Il livra le passage à une horde de servantes chargées d'habits, de nourriture mais aussi d'une bassine d'eau chaude et de sacs en cuir de bonne facture. Hydronoé bondit sur celui brodé d'un H en fil d'or et le pressa contre son cœur. Il en vérifia le contenu avant de le refermer avec satisfaction.

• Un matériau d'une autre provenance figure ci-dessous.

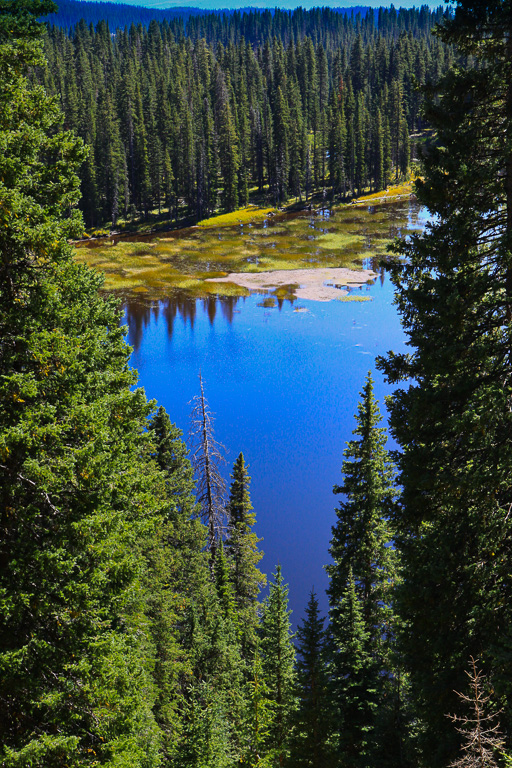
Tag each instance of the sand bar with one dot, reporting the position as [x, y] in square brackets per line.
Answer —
[316, 284]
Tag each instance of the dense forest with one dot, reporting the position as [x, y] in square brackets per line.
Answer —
[132, 633]
[274, 104]
[70, 12]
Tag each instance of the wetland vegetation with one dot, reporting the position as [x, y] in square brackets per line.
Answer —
[260, 241]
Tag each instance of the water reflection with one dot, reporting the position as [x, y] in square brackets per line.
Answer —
[139, 314]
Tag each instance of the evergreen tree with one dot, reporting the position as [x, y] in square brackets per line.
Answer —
[206, 458]
[79, 498]
[278, 658]
[310, 747]
[354, 680]
[452, 414]
[361, 578]
[242, 551]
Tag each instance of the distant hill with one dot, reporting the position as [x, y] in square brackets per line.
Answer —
[123, 14]
[117, 14]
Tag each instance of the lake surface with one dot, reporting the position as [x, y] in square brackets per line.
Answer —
[284, 385]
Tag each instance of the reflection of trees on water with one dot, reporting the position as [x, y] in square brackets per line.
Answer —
[139, 315]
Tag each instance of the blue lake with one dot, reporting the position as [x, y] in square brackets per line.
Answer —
[284, 385]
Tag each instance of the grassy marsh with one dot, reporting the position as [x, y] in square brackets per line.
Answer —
[259, 241]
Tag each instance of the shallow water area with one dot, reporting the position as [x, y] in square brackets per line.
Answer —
[282, 376]
[182, 261]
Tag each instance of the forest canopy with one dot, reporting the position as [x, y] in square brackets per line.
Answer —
[132, 629]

- Qu'est-ce que c'est ? l'interrogea Aymeric.
- Mon trésor.
- Je peux voir ?
- Non, pas encore. Plus tard.
Le petit garçon n'insista pas. Les domestiques déposèrent leur chargement et quittèrent la pièce. Aymeric entreprit de faire rapidement sa toilette. Il n'était pas pudique, pas alors qu'il avait vécu dans une minuscule chaumière avec des dizaines d'enfants durant des années. Hydronoé ne se gêna pas non plus et ils s'habillèrent tout en grignotant du pain et du fromage. Aymeric glissa le restant des vivres dans son sac et le passa sur son dos. Lui et son nouveau frère s'empressèrent de rejoindre le roi qui parlait avec deux gardes à l'extérieur. Aymeric reconnut ceux qui l'avaient coincé dans la salle des œufs.
- Vous êtes dans les temps, les félicita le souverain. Maintenant en selle.